I know there's no any_view in , and I guess there won't be one in either, but is there a reason (beside performance) why it's not been included yet or won't be included in the foreseeable future? I mean, to me it looks like it does serve a ligitimate purpose, so what else in the standard library is or will fill that hole?


(¹) It's a bit clearer what the role of C is, especially because I had an experience of downgrading an any_view<SomeType, sized> to any_view<SomeType, forward> for the purpose of allowing storing a filter_view, which is not sized, into it.

(²) Yes, the cache1 is useless here, but in my real usecase I had view | transform(f) | filter(g), so I inserted cache1 in between to prevent f from being called twice for each entry x in view which passes the test g(f(x)).


Solution

  • This is a combination of a few things:

    1. For any_view<T>, the reference type of the range is T. any_view<string> is a range of prvalue string, while any_view<string const&> is a range of lvalues of string const.
    2. any_view<T> accepts any range who reference is convertible to T, not same as T. So you can construct an any_view<string> from a range whose reference type isn't just string or even char const* but also, relevantly here, string&&.
    3. The way cache1 is implemented in range-v3 is probably not the best way to do this, and looks like:
      range_value_t<Rng>&& read() const {
          if (parent_->dirty_) { /* update cache */ }
          return std::move(*parent_->cache_);
      }
      
    4. filter requires dereferencing iterators more than once (once to see if it passes the filter, and then the second time for when you actually use the value).

    So when you do this:

    vector<string> foos = {...};
    any_view<string> parts = foos | cache1;
    

    foos | cache1 is a range of string&& (which is an xvalue into cache1's internal cache, foos is unaffected - it could've been const too).
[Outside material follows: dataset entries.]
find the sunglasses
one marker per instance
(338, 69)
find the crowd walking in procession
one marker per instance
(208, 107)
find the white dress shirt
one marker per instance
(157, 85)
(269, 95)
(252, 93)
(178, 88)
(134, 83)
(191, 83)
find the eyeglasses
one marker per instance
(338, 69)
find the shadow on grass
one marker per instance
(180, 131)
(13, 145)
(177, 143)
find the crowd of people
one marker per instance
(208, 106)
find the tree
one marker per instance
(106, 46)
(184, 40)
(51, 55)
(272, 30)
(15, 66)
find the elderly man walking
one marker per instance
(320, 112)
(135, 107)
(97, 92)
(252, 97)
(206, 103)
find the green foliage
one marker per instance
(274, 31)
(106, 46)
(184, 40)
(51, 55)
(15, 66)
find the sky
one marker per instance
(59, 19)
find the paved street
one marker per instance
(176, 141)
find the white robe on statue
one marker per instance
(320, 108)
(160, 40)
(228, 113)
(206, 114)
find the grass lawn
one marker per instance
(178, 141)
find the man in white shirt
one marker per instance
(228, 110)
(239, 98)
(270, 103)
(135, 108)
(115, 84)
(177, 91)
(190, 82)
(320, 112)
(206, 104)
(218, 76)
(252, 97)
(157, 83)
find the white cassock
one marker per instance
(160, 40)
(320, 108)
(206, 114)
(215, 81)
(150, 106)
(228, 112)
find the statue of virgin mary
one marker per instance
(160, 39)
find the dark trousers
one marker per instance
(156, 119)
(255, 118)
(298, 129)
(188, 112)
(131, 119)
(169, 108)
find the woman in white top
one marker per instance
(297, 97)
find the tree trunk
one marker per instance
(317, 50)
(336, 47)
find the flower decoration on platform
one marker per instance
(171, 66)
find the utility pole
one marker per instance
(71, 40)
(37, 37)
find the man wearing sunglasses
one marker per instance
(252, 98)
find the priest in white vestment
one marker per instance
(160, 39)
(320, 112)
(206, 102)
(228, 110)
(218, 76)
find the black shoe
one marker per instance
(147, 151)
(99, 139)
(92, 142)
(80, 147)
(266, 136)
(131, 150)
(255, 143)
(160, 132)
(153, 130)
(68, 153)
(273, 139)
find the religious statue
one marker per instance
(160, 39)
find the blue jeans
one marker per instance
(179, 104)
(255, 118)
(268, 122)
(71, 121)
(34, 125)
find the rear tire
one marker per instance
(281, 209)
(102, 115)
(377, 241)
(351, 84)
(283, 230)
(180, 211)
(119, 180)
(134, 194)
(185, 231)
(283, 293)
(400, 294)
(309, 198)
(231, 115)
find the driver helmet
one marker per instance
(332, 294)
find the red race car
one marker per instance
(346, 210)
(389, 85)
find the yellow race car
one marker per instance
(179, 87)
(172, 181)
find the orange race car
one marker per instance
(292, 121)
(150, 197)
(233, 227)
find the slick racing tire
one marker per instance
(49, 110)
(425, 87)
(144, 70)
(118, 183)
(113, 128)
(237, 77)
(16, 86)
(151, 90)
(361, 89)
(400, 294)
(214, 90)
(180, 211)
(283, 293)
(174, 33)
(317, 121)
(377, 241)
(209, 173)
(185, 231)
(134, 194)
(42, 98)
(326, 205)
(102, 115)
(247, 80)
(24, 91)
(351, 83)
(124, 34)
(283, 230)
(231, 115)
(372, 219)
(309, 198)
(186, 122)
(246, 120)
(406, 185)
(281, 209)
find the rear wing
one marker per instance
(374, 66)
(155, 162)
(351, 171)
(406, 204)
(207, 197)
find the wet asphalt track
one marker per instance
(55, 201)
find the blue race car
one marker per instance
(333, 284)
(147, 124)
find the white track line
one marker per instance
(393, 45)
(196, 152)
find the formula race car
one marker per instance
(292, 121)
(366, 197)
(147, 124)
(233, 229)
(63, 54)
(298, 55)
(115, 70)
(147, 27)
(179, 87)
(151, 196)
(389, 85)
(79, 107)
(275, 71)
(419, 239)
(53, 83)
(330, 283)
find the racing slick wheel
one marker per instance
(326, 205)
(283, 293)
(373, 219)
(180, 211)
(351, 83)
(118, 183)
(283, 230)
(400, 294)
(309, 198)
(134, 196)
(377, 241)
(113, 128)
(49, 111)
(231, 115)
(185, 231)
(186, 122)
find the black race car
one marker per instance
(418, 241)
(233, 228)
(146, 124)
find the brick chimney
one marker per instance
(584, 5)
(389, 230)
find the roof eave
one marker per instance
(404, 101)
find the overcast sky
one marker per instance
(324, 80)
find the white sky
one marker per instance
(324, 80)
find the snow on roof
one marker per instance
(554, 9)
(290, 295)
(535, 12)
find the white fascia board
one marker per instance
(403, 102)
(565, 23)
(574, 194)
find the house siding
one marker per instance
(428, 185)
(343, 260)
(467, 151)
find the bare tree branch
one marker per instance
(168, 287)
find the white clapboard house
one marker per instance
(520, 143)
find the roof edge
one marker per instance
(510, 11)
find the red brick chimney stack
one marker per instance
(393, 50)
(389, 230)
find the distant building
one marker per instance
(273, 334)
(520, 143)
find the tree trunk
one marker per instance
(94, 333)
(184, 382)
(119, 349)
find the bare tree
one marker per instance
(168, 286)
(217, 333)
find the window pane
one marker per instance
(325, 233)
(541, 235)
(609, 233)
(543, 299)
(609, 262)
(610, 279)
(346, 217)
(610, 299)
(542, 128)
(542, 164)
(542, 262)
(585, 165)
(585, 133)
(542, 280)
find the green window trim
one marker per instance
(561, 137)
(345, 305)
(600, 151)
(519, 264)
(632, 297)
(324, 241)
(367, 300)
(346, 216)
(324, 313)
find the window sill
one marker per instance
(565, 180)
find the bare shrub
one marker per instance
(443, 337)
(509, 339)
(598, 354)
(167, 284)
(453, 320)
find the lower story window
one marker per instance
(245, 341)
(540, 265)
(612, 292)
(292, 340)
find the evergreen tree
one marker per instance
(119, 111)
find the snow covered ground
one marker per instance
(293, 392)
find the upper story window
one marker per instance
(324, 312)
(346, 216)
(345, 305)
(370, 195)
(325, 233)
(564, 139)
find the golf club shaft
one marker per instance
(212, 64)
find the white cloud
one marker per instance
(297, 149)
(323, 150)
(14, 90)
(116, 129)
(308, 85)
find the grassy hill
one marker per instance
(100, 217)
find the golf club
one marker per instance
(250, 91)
We're converting that to any_view<string>, which is now a range of string, which means that somewhere in all these types we have an iterator whose operator*() returns a string from the result of dereferencing (foos | cache1)'s iterator. That will move from cache1's cache. So if you dereference twice, you will end up with an empty cache.

    Then when you do parts | views::filter(pred), because you dereference every iterator twice (once to check if it satisfies the predicate, the second to print it), you will end up moving from the cached string right before you print it, so you only get empty strings.


    The problem here is probably that cache1 is a range of range_value_t<V>&&, which can lend itself to this double-dereference issue. If it were a range of range_value_t<V>& instead, then this would just work (at the cost of every dereference of your any_view<string> leading to a string copy). On the other hand, if you won't dereference the iterator more than once, you do want to just move, since if you were doing something like:

    some | pipeline | cache1 | to<std::vector>();
    

    You don't want to have to remember to write:

    some | pipeline | cache1 | as_rvalue | to<std::vector>();
    

    Note that a similar problem exists for views::concat(r1, r2) if r1 is a range of string and r2 is a range of string&&, you will end up with a range whose reference type is string, such that dereferencing that iterator will end up moving from the elements of r2. Which is what you want to happen if you're doing views::concat(r1, r2) | to<vector>(), but is definitely want you don't want to happen if you're doing views::concat(r1, r2) | filter(p) | ...

    It's hard to know what the right answer is.